GENEVA (Reuters) -- Five former Geneva wealth managers have paid "substantial compensation" to settle criminal complaints brought by clients whose assets they had invested with U.S. fraudster Bernard Madoff, the Geneva prosecutor's office said on Friday.
The case was launched in 2009 against five directors of Aurelia Finance, a Geneva private bank that prosecutors said had lost up to $800 million of clients' money by investing in Madoff's "Ponzi" scheme, which used money from new investors to pay existing clients.
The five men - Vladimir Stepczynski, Pascal Cattaneo, Olivier Ador, Laurent Mathysen-Gerst and Jean-Marc Wenger - were charged with criminal mismanagement of client money by putting too many assets into a Madoff "feeder fund".
All five resigned from Aurelia's board and their assets were frozen.
Prosecutors told a Geneva court at the time that the directors had enriched themselves on management fees, finder fees and commissions paid for fictitious returns that were never verified. The Swiss newspaper Le Temps reported last month that the five defendants had been due in court on Oct. 12.
The financial institutions that lost money in the fraud, through asset management units, include Spain's Santander (SAN.MC), Italy's UniCredit (CRDI.MI) and Swiss-based EFG International.
Swiss asset managers were among the biggest investors in Madoff's scheme, with firms based in Geneva particularly hard hit.
Madoff, 77, is serving a 150-year prison term in the United States after pleading guilty in 2009 to masterminding the Ponzi scheme, estimated to have cost investors $17 billion in principal.
In the United States, 15 people including Madoff either pleaded guilty or were convicted at trial in connection with the collapse of the scheme. The final Madoff defendant in the United States was sentenced to six months in prison last month.

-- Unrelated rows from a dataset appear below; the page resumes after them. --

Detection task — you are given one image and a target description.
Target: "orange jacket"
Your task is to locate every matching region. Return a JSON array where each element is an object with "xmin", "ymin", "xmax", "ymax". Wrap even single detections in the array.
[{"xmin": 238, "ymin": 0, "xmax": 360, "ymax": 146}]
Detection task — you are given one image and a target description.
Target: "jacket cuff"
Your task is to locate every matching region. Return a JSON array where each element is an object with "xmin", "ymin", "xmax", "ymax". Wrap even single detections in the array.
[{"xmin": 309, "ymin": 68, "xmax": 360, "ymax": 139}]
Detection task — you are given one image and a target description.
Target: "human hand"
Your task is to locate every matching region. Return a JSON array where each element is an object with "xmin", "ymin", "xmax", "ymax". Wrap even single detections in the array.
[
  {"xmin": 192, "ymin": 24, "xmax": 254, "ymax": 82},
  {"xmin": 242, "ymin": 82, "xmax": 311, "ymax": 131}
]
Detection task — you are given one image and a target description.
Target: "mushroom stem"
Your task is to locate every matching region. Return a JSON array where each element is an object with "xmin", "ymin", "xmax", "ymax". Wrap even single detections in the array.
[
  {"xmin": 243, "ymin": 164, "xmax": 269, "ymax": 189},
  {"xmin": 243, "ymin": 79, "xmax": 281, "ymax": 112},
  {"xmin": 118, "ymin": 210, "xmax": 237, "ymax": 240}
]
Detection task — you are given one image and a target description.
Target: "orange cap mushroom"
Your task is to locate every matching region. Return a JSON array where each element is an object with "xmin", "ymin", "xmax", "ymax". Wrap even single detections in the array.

It was not possible to contact the Aurelia defendants or their lawyers. Mathysen-Gerst had told the newspaper Tribune de Geneve in 2009: "There is nothing criminal in our actions."
He was quoted as saying that investments had been allocated to Madoff's funds "at the explicit demand of the client" or after a discussion of the risks involved, and as denying that management commissions had been out of line with industry standards.